The young lieutenants are sent with a message to the front to warn the band of brothers that they are marching into a trap. If the two battalions of soldiers are not stopped, they will die -- all 1,600 including Blake's brother. Scofield (George McKay) wants to wait till dawn. "Right, it's not your brother," says Blake (played by Richard Madden from "Cinderella" and "Game of Thrones")."
They have been told that the Bosch, the Germans, have quit their front line, so the boys proceed forward. In zig-zagged trenches, they dodge dozing men and gnawing rats on their lines and in enemy territory. "Even their rats are bigger than ours," Blake says, hanging on gallows' humor. They shoulder through dead horses. They slog through mud, through dug-outs, into no-man's-land.
The two young actors portray the callow youth, typical of the boys seen in Peter Jackson's remarkable documentary, "They Shall Not Grow Old." Madden and McKay are supported by veterans like Colin Firth and Benedict Cumberbatch, and although the latter is given top billing, he appears but briefly to deliver the money line.
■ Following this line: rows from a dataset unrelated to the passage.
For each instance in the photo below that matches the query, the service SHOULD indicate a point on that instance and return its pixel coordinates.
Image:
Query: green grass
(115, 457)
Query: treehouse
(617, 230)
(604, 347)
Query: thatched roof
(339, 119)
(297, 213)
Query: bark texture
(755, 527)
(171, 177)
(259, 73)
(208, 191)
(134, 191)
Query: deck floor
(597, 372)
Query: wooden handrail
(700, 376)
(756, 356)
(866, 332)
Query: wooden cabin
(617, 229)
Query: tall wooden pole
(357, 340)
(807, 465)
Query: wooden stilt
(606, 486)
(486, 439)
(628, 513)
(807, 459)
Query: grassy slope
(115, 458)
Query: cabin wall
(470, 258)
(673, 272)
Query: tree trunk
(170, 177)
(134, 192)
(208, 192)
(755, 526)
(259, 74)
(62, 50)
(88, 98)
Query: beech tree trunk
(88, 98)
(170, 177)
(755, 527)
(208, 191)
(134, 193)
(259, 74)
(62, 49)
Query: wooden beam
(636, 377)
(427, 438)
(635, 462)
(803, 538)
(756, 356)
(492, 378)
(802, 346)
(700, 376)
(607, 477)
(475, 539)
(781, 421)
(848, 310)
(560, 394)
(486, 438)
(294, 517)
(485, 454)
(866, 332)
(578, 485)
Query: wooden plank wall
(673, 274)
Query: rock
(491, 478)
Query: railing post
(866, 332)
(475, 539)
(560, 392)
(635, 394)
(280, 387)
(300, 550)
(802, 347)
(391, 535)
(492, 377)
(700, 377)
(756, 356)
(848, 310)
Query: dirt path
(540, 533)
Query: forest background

This story would be just one more war story if not for the way it's told. The brilliant director Sam Mendes worked for realism with cinematographer Roger Deakins behind the camera. The two also worked together on "Skyfall." Deakins' fluid camera movements make the film look as if it were shot in one take. The filmmakers had to map out the shots through obstacles and choose light and texture consonant with the times. Even small takes, like a general in firelight or a shot soldier's bloodless-white face, show Mendes' and Deakins' care in making this masterful film. In comparison with WWI novels, it's more Pat Barker than Anne Perry.
Mendes wrote the script with Krysty Wilson-Cairns, allowing for wordless action set to the percussion of guns. When a soldier sings the melancholy folksong, "Wayfaring Stranger," "1917," a realistic war movie, becomes a paean to peace, brought home in time for Christmas.